What is CSS?
The beginning of the WEB was mostly an academic concept to share academic writings among themselves. As we can guess, the scientists were not worried about the look and shape of their paper, as long as they can read the paper on the screen.
HTML was never intended to contain tags for formatting a web page. It was created to describe the content of a web page,
On the other hand, as Internet and HTML grew, people began to create more colorful and artistic web pages including many styles.
When tags like <font>, and color attributes were added to the HTML around mid 90’s, it started a nightmare for web developers. Development of large websites, where fonts and color information were added to every single page, became a long and expensive process.
To solve this problem, the World Wide Web Consortium (W3C) created CSS. CSS stands for Cascading Style Sheets and it is the language we use to style a Web page.
Cascading style sheets (CSS) set the presentation of HTML pages. CSS sits on top of the HTML code, like a template, and defines the design for each element on the page: Font, font color, background — web designers can set all of these design elements with CSS.
Additionally.
- It describes how HTML elements are to be displayed on screen, paper, or in other media
- It saves a lot of work. It can control the layout of multiple web pages all at once
- Most of the time HTML and CSS codes are separated, because External stylesheets are stored in CSS files.
With all its good and helpful sides, there are some developers critical about CSS. Some finds it confusing on the following issues:
- global scope,
- specificity and limited inheritance,
- the box model (much better with flexbox and CSS grid),
- margins/paddings (got better with box-sizing: border-box;),
- lack of debug tools ( getting better with browser dev tools)
These troublesome areas led discussions towards offering the idea of applying styles to elements through JavaScript as dynamic inline elements.

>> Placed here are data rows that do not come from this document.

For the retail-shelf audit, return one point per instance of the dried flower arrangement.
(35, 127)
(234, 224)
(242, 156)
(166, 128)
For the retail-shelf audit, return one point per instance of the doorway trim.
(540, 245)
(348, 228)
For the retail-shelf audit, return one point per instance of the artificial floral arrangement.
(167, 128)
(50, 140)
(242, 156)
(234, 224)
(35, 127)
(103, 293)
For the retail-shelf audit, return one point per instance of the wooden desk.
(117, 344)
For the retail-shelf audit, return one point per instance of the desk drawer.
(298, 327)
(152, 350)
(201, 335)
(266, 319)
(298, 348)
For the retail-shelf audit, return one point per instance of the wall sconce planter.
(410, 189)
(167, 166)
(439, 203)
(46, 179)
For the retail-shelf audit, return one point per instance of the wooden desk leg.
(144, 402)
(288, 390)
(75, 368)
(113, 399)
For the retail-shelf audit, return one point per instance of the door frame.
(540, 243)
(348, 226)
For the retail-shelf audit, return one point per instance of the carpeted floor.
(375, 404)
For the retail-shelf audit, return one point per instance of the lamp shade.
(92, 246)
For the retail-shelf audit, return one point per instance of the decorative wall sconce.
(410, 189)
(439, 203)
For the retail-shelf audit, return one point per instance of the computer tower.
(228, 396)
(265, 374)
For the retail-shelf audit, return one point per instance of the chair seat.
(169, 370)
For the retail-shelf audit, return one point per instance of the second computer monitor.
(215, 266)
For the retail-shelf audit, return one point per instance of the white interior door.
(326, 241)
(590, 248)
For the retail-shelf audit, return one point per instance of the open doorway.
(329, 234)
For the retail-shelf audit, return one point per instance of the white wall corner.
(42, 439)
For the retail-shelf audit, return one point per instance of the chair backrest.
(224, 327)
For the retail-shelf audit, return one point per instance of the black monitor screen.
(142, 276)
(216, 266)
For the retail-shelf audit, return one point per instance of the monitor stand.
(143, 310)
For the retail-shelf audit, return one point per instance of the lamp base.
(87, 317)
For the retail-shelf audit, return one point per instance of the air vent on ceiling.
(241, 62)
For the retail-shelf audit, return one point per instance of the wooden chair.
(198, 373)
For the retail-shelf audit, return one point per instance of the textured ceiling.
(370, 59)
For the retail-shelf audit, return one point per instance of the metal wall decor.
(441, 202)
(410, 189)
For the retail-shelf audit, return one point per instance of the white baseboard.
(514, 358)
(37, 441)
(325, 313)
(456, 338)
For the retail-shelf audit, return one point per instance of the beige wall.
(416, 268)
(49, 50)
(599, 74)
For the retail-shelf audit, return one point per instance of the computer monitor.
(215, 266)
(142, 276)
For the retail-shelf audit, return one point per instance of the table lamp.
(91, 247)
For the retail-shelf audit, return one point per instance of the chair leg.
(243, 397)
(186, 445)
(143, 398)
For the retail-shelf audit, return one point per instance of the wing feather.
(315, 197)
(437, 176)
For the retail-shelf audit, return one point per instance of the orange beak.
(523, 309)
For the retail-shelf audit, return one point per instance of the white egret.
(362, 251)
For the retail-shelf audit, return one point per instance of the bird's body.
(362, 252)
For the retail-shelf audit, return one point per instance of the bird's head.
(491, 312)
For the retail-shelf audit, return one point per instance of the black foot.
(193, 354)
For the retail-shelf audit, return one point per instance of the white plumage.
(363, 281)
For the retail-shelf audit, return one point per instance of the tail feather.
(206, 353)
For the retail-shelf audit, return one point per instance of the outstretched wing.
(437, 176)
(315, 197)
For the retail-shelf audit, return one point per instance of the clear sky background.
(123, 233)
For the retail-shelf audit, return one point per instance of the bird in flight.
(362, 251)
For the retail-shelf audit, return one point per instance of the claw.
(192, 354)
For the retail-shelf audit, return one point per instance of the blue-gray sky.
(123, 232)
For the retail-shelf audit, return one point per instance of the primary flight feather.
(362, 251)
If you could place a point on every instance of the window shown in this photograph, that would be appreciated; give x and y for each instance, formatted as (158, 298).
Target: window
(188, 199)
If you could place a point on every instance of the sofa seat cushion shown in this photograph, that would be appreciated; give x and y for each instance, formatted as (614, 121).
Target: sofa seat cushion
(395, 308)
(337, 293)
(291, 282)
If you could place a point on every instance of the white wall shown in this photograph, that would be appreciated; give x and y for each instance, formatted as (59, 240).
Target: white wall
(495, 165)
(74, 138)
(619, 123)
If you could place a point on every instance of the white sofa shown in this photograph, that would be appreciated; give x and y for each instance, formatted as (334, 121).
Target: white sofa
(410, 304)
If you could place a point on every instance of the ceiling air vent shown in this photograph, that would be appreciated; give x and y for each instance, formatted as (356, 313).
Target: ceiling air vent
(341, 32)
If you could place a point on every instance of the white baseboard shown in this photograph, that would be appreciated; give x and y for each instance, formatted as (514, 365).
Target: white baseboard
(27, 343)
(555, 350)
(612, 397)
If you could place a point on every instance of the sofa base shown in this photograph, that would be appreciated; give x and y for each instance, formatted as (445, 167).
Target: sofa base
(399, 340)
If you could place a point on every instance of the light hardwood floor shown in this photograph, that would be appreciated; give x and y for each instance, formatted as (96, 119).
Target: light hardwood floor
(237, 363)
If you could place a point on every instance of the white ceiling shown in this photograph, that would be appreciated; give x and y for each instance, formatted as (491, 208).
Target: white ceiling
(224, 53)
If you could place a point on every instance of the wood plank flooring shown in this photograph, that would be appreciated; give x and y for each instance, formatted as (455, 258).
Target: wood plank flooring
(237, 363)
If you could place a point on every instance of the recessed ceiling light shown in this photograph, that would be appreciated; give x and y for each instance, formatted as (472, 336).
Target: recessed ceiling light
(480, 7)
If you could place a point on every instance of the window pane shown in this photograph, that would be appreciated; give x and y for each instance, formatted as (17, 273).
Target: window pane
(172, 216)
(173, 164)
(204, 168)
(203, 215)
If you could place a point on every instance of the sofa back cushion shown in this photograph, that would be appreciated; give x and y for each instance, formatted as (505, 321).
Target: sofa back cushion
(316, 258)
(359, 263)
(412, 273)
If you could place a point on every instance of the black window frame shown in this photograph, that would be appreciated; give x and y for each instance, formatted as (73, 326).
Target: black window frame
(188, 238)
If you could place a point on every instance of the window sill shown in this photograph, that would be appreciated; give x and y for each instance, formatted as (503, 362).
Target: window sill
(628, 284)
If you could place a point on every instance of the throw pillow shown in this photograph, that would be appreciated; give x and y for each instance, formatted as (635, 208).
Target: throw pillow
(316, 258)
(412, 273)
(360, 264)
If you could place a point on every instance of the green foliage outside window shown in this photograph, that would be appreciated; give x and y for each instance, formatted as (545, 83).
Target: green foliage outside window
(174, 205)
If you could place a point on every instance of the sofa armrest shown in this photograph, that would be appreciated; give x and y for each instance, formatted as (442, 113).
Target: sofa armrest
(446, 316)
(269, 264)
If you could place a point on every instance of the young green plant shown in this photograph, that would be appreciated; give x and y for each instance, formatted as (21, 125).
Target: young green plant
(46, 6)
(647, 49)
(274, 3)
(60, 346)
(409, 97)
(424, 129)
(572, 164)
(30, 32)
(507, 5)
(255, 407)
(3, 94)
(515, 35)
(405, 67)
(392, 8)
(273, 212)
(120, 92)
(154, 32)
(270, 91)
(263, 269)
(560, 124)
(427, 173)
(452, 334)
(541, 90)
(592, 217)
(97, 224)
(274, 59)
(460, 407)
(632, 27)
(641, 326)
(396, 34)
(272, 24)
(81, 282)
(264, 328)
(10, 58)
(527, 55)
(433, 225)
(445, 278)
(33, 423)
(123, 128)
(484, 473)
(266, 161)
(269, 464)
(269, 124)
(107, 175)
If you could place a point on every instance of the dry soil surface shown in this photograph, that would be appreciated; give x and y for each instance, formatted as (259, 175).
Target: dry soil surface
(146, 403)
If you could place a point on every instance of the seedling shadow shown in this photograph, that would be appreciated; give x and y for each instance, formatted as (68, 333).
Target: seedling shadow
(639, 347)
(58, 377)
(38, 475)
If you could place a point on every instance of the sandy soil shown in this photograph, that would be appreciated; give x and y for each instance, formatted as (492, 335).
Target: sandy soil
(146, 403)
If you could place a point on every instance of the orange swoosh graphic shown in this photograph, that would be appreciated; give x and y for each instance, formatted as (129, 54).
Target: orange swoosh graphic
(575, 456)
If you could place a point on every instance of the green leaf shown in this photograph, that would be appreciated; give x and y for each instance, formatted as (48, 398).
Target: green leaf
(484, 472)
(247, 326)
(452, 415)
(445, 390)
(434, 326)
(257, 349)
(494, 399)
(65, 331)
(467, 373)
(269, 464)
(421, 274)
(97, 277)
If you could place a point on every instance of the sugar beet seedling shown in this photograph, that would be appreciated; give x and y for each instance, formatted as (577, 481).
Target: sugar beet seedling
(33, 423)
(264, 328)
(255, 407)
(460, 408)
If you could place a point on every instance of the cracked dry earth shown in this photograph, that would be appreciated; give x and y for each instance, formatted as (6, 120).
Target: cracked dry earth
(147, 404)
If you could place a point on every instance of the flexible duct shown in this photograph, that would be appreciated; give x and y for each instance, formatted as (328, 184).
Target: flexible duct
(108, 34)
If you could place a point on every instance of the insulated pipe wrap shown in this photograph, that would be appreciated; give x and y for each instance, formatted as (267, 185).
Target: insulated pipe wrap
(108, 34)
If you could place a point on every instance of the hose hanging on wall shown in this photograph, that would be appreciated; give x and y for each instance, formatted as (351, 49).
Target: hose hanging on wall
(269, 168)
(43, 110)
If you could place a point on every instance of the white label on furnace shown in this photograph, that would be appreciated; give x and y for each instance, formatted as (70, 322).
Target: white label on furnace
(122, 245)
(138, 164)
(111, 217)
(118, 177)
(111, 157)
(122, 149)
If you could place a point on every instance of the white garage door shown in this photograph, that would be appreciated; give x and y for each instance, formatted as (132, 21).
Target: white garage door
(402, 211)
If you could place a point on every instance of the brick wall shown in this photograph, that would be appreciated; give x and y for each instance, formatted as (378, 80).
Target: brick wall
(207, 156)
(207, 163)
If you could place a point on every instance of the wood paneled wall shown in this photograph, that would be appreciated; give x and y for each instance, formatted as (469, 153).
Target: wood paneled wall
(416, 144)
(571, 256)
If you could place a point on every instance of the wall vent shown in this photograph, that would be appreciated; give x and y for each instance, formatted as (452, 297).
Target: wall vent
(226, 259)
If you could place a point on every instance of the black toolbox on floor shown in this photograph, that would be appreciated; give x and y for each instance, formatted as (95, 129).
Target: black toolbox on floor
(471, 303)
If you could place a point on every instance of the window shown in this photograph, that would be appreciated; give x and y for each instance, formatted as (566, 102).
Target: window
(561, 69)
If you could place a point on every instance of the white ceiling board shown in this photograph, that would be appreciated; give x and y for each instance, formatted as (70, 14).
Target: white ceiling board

There were suggestions on replacing style.css files with style.js ones. Although those discussions not over yet, for the foreseeable future, full stack developers will need to learn and understand the CSS.
So can you avoid CSS? Basically no. If you want to web development, you’ll eventually need to get your hands dirty and learn some CSS. It’s a safe bet that you’ll need CSS skills to excel as a front-end developer, and once get skills on CSS you will be a preferable full-stack developer at most companies.